Neanderthals used chemical firestarter


The discovery of numerous small black blocs on Mousterian sites revealed that the Neanderthals had a specific use for them - they made it much easier to start a fire. 

Scientists from the Dutch universities of Leiden  and Delft based themselves on elements found on the site of Pech-de-l’Azé I in the Dordogne region of France. Since François Bordes excavated the site in 1954, several hundred tiny blocs of manganese have been found all over the stratigraphy. However, it is in the layers of the Mousterian that the greatest concentration of these blocs has been found. Bordes had called this level the "level of hearths," because of the abundance of characteristic signs of combustion, which were also identified in recent excavations.

If the site of Pech-de-l'Azé I served as a reference for this study, numerous other Mousterian sites attributed to the Neanderthals yield these little black blocs. « Over 40 European sites have produced colored minerals (red or black), the majority of them dating back to the end of the Middle Paleaolithic, between  60.000 and 40.000 years ago ». As for the site of Pech-de-l’Azé I, dating by OSL (Optically Stimulated Luminescence) gave an average ponderated age of 51,400 years +/- 2000 years.

Paleontologists first thought that these pieces of manganese oxide had been used for their coloring properties. It was generally admitted that these blocs were left over after the coloring of objects, or after having been used as body paint. They were classified as “potential vectors of communication and symbolic expression.”

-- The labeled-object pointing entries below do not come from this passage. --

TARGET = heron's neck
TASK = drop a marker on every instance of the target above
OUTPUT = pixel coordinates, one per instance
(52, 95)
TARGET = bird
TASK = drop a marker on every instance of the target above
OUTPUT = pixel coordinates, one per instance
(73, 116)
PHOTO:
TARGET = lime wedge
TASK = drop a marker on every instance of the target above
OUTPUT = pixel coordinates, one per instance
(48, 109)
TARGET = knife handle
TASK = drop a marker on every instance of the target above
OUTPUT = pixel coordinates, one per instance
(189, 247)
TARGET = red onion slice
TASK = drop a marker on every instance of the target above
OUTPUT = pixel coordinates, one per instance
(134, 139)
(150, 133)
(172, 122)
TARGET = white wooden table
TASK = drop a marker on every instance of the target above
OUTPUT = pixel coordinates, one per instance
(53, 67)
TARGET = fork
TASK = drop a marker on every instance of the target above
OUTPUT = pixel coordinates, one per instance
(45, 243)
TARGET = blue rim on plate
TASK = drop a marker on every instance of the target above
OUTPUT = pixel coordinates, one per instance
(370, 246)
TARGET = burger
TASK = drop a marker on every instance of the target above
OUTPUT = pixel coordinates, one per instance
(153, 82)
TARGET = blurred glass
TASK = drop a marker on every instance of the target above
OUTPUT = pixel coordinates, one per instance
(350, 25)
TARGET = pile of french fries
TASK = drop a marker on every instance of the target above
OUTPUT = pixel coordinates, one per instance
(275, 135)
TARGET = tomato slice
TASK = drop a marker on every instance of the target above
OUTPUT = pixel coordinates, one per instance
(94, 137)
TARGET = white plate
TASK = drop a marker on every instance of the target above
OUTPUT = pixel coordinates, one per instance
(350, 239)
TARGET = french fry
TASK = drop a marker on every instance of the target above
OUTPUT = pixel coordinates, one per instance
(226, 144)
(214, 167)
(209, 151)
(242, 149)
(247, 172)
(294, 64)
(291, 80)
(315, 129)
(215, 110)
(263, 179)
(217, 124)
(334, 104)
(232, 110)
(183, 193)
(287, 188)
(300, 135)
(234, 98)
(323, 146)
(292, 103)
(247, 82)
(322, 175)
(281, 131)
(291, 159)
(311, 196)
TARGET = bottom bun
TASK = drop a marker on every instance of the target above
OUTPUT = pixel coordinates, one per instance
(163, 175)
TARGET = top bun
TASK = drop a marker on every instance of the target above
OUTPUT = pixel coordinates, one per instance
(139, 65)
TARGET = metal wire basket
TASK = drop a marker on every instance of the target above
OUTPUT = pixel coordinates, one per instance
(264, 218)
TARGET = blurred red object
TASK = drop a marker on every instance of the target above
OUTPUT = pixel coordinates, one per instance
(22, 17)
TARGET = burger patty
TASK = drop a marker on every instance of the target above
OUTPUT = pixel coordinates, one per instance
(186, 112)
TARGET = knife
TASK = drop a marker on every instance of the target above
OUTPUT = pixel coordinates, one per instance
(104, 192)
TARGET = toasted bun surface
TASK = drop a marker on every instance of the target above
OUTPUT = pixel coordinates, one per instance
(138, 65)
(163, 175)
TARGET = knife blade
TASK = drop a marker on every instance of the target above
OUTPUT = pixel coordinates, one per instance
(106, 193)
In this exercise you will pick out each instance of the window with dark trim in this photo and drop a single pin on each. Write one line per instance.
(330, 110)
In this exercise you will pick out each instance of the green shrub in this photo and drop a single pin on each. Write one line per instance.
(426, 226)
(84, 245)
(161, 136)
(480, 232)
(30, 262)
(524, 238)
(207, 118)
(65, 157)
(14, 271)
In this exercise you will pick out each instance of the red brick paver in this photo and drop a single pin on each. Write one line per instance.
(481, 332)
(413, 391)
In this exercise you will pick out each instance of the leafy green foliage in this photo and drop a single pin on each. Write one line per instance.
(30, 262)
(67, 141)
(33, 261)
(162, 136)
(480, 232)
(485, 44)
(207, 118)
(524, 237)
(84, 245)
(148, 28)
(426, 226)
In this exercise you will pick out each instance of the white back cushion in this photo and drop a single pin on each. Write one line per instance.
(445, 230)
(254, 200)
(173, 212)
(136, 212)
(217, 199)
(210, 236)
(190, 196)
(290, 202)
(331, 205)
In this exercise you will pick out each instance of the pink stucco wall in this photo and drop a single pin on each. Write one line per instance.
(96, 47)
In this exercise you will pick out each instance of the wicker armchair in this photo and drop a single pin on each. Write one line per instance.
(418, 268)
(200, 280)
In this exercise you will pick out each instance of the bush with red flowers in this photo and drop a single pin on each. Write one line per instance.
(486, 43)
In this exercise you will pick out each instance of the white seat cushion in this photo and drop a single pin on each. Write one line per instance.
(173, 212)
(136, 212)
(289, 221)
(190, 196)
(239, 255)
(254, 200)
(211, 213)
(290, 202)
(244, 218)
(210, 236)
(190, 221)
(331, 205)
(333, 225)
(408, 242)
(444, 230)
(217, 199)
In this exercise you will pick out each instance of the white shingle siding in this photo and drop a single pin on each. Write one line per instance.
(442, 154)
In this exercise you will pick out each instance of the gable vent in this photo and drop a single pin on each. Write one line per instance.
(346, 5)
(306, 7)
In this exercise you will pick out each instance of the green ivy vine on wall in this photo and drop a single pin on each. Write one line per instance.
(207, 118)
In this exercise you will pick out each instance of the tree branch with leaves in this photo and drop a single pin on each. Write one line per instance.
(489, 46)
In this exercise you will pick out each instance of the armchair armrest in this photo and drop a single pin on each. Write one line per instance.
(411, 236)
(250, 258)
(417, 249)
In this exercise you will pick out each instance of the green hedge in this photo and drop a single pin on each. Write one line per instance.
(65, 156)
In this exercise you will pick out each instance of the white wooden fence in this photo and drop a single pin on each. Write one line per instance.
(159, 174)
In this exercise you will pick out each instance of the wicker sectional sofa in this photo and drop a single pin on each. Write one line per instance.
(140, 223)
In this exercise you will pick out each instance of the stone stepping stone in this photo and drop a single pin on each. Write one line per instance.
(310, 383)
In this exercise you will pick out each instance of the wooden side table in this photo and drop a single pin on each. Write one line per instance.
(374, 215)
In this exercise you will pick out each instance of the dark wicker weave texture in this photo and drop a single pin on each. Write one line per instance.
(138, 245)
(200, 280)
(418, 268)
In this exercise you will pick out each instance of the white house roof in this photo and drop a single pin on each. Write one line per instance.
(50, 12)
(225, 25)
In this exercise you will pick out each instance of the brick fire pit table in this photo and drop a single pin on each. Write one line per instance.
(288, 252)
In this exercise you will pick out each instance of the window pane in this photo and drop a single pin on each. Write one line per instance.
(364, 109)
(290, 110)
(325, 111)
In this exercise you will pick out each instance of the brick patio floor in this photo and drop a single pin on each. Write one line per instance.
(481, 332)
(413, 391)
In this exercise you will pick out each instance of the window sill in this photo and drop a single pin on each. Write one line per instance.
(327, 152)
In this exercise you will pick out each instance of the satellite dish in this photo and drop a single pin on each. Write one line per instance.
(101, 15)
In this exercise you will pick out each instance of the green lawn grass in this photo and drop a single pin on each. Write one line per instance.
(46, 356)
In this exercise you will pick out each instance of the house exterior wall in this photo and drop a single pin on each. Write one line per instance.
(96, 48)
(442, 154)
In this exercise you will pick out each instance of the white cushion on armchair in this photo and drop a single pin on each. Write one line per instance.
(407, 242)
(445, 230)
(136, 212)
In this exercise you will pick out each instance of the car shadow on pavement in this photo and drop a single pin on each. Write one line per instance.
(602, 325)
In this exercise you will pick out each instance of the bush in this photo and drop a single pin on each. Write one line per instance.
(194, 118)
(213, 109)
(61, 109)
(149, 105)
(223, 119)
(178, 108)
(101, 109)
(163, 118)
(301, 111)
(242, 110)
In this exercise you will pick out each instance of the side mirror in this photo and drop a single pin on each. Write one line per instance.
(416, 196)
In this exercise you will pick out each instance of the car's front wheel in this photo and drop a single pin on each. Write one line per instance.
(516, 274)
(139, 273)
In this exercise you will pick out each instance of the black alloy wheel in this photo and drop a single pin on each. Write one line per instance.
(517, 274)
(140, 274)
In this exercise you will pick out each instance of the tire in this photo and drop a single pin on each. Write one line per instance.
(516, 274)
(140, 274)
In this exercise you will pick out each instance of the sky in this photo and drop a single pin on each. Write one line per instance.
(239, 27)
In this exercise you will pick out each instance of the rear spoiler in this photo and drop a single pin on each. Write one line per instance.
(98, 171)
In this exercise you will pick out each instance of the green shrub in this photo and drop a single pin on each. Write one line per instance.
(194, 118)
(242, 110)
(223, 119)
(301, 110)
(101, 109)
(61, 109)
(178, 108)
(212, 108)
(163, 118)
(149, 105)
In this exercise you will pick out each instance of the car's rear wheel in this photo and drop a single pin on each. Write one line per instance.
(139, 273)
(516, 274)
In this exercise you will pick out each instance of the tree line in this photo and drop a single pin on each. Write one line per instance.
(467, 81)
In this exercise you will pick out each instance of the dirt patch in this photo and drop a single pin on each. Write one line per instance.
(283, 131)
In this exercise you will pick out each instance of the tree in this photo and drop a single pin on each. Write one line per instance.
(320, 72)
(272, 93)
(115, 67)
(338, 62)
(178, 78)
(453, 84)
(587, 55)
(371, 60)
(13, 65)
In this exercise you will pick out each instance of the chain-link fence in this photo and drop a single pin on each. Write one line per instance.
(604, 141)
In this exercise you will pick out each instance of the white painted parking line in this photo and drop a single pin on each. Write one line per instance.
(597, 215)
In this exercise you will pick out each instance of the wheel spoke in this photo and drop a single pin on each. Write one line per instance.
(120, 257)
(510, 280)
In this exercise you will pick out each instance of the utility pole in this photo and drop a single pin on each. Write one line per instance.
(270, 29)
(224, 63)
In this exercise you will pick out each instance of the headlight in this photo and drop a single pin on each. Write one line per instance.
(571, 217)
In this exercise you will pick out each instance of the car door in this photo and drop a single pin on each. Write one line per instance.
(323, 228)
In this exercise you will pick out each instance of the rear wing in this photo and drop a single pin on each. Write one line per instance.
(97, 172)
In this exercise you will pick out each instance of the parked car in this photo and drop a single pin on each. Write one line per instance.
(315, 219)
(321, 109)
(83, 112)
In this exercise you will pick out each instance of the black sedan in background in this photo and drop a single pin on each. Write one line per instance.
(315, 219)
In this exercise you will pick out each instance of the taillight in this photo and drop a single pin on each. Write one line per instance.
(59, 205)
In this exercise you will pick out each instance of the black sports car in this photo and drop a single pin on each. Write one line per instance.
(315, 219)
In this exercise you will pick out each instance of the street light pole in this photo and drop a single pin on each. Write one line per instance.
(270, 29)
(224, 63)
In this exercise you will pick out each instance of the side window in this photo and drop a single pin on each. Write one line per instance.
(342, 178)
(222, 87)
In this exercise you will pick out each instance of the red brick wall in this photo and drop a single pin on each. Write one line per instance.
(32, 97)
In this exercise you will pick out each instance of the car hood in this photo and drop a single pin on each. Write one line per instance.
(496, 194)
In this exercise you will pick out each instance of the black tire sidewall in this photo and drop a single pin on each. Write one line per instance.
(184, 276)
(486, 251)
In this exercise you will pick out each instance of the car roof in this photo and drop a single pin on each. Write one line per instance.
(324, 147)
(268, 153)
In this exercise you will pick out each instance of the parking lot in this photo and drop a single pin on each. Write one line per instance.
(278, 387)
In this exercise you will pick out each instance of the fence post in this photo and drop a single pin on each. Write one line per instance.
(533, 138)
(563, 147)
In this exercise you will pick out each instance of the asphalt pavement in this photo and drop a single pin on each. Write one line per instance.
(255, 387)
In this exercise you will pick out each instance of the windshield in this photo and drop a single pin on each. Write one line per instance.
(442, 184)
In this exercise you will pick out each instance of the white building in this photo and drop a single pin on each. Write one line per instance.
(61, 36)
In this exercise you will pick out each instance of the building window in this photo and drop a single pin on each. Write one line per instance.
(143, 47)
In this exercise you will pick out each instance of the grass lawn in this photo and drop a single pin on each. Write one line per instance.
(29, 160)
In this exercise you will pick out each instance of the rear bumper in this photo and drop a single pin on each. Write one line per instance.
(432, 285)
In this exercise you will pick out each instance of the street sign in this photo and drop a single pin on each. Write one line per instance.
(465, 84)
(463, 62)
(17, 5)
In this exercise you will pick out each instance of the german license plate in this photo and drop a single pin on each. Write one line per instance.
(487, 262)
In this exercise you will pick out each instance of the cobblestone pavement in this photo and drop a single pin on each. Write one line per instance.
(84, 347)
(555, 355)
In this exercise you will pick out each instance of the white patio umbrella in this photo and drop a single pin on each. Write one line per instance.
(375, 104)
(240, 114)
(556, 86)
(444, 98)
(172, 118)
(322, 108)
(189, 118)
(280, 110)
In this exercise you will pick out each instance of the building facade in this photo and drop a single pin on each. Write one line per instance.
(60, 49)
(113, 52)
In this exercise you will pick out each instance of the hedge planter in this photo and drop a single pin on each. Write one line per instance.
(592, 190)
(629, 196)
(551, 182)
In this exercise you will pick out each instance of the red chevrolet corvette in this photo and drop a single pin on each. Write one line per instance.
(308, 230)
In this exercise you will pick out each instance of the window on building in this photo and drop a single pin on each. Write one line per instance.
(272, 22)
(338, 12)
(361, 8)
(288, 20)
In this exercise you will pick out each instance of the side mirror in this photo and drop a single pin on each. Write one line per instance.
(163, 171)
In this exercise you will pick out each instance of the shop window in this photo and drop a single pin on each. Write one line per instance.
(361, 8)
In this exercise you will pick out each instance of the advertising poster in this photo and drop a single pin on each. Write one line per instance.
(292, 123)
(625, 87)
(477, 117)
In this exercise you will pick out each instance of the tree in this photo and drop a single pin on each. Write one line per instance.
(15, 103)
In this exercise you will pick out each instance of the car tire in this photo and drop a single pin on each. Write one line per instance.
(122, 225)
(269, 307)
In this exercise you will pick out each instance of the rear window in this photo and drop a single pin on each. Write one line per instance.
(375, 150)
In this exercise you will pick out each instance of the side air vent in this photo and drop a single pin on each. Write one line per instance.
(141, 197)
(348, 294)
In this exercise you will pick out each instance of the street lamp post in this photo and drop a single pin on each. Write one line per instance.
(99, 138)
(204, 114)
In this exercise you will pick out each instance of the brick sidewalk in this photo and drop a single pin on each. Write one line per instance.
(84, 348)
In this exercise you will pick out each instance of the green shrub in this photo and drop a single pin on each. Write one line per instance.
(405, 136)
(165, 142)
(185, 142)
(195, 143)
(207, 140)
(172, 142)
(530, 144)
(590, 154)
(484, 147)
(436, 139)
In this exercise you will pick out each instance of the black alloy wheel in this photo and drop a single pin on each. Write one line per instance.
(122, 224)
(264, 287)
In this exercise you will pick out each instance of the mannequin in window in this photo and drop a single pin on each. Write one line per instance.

Yet researchers wondered why the Neanderthals of Pech-de-l’Azé I, if they needed black color for decorative uses, would not have found it simpler to use the charcoal and soot from the fires which they tended on the sites. In fact, the study shows that the Neanderthals used a dioxide of manganese which had to be extracted and transported: the closest source for Pech-de-l’Azé I would have been at Roc-de-Combe, some thirteen kilometers away. The total weight of the little pieces found on the site exceed 750 grams, which excludes a mere chance presence. This oxide was brought there voluntarily.


Moreover, the Neandertals at Pech-de-l’Azé I appeared to have strongly preferred manganese dioxides to the other manganese oxides available in their environment, even though all of the closely related chemicals would have yielded the same color pigment. 


In order to explain the presence of these minerals while excluding their use for coloring, scientists looked for others properties of these oxydes of mangenese. (Manganese dioxide is widely used today in dry-cell batteries.)

Scientists rediscovered that manganese dioxide is an efficient fire-starting facilitator: it lowers the temperature of ignition of the wood and markedly incrases the speed of combustion. Thanks to infra-red thermic imagery, it was possible to establish that with the help of manganese dioxide, a fire could be started at a temperature as low as 250°. Wood untreated with mangagese dioxide failed to ignite even at a temperature somewhat above 350°. 

neanderthal fire started with manganese dioxide
 Researchers endeavored to reproduce to process of fire-starting with and without mangenese dioxide. When adding a powder of manganese dioxide to wood, the fire was clearly faster to start as with tinder or other experimental techniques habitually used in experimental archaeology


Making it faster and easier to light a fire, the use of a powder of manganese dioxide represented a tremendous advantage in everyday life for the Neanderthals. Experiments have shown that a very small quantity of the mineral was needed in order to start the combustion process: only 6% of mineral in relation to the total weight of wood to start the fire.


The microscopic study of the blocs of mineral showed traces of abrasion on some faces. These scratches show that the blocs were rubbed against some kind of a sandstone grinder. Rubbing against an abrasive surface produced a powder. A similar rubbing against human or animal skin would not at all produce the same marks: such traces of abrasion have in fact been found on some of the blocs.

For the Dutch team, all elements are coming together to explain the presence of the blocs of manganese as fire-accelerators. Their study proposes to investigate and analyse similar black blocs from other Mousterian sites. If the presence of pieces of manganese dioxide are found concomitant with hearths sites, it will show that chemical firestarters are a very ancient discovery!

C.R.

Hominides, March 8, 2016

Translated and adapted from the French by Anne-Marie de Grazia

Meanwhile, 400 km away from Pech-de-l'Azé I, at Arcy-sur-Cure in Burgundy, France, the Grotte du Renne (Reindeer Cave) also displays, in its Châtelperronian stratum, traces of manganese dioxide associated with Neanderthal hearths.